自走型社員に関するセミナーが増えている。OODA(ウーダ注1)が2023年のビジネス検索ワードの上位に食い込んでいる通り、指示が無くても仕事ができる社員への期待が高まってきた。「社員が積極的に自走してくれれば、会社にとってこんなにも喜ばしいことはないでしょう。ただし、やり方など、いろいろ問題点があるとは思います」と森田勝先生は注意を促している。
自走型社員が求められる背景とは
森田先生は長年、中小企業の現場改善を指導してきてきた。たった一人で現場に乗り込み、改善を指導するやり方で、社員が働きやすい組織づくりを目指している。著書「くたばれISO。」(日刊工業新聞社刊)は第三者認証の問題を鋭く世に問い、発刊当初から話題になった。自らも自走型を自認する森田先生にとって、組織内で自主的に仕事を創って完結できるアグレッシブな社員は、マネジメントの点からも評価できると言う。
これまでの中小企業は創業者によるワンマン経営が多く、指示待ち社員が求められた。しかし、声の大きな人の意見に引きずられて、間違った方向に行きがちな上、責任の所在をうやむやにして、問題が改善されにくい。
経営者側も社員の自主性は必須課題だと考えるようになってきた。「自主性をもった社員の活躍は、経営者ならば誰もが期待するでしょう」と森田先生も言う。
「とはいえ、どこまで社員の自主性に任せてよいのか。人事コスト削減をもくろむコンサルタントに惑わされていないかなど、自走型社員への転換にはいくつかの課題がありそうです」と、新しい言葉だけが先走りして失敗しないように、アドバイスしてくれた。
自走型社員が注目されるようになった理由
自走型とはマニュアルを使って自ら走ることができる人、すなわち主体性をもって自分自身の力で仕事ができる人を指す。指示が無いと仕事をスタートできない人ではなく、自分で自分の目標を設定して仕事を始めることができる人、という点が自走型のポイントである。

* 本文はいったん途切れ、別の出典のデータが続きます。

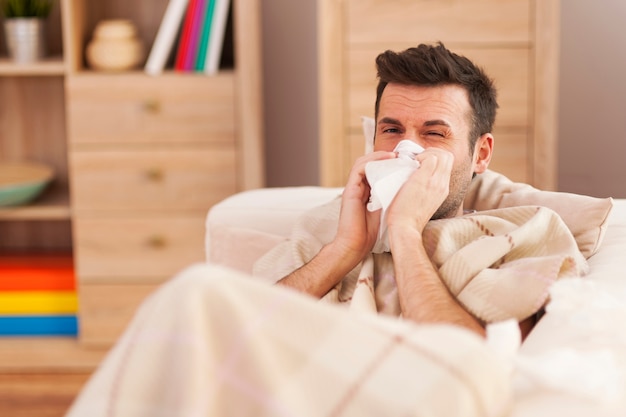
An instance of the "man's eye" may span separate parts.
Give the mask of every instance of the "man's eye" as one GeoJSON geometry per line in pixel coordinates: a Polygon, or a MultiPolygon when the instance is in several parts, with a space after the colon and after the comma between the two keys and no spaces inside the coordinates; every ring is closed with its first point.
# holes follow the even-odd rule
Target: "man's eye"
{"type": "Polygon", "coordinates": [[[388,127],[386,129],[383,129],[383,133],[398,133],[400,131],[400,129],[397,129],[395,127],[388,127]]]}
{"type": "Polygon", "coordinates": [[[434,135],[434,136],[439,136],[439,137],[442,137],[442,138],[445,136],[445,135],[444,135],[443,133],[441,133],[441,132],[428,132],[428,133],[427,133],[427,135],[430,135],[430,136],[433,136],[433,135],[434,135]]]}

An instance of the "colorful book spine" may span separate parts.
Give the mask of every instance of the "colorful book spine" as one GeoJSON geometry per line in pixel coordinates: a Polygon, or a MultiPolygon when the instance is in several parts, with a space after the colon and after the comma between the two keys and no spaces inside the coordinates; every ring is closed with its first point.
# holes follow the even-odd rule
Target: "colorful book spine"
{"type": "Polygon", "coordinates": [[[207,0],[202,23],[202,33],[200,35],[200,45],[195,62],[195,70],[203,71],[206,63],[207,48],[209,46],[209,36],[211,34],[211,23],[213,22],[213,12],[215,11],[216,0],[207,0]]]}
{"type": "Polygon", "coordinates": [[[185,62],[183,63],[183,70],[185,71],[194,71],[196,69],[196,60],[201,43],[200,37],[202,36],[202,25],[204,24],[206,0],[197,0],[197,2],[191,20],[189,50],[185,56],[185,62]]]}
{"type": "Polygon", "coordinates": [[[71,258],[0,258],[0,336],[76,336],[71,258]]]}
{"type": "Polygon", "coordinates": [[[73,291],[7,291],[0,293],[0,315],[75,314],[78,299],[73,291]]]}
{"type": "Polygon", "coordinates": [[[76,315],[0,316],[0,336],[76,336],[76,315]]]}
{"type": "Polygon", "coordinates": [[[178,43],[178,50],[176,51],[176,61],[174,62],[174,69],[176,71],[185,70],[185,62],[191,52],[191,39],[193,37],[193,20],[194,16],[198,12],[199,0],[189,0],[189,6],[187,7],[187,13],[185,14],[185,20],[183,22],[183,28],[180,36],[180,42],[178,43]]]}
{"type": "Polygon", "coordinates": [[[6,291],[75,291],[72,268],[20,268],[0,265],[0,294],[6,291]]]}
{"type": "Polygon", "coordinates": [[[207,75],[213,75],[219,69],[229,9],[230,0],[216,0],[204,68],[204,73],[207,75]]]}

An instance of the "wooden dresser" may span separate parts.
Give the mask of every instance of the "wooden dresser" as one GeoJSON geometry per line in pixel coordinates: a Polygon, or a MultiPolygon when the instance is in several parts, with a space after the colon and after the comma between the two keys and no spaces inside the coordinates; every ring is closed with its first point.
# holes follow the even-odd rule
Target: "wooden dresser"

自走型社員が注目されるようになった背景の一つに、生産性の向上と効率化、人件費コストの削減があげられる。自走型社員は自らの選択肢の中で、最も効率的な仕事のやり方を選択するから、効率は大幅にアップする。さらに、他人と協調する必要がないため、自走型社員にはストレスが少なく、仕事にやりがいを感じることができる。
自ら考えて結果に責任をとる自走型のやり方は、仕事の経験値を高め、一人一人の能力をあげることにもつながる。仕事をするごとにスキルアップしていく手ごたえがあるのも、自走型のメリットの一つである。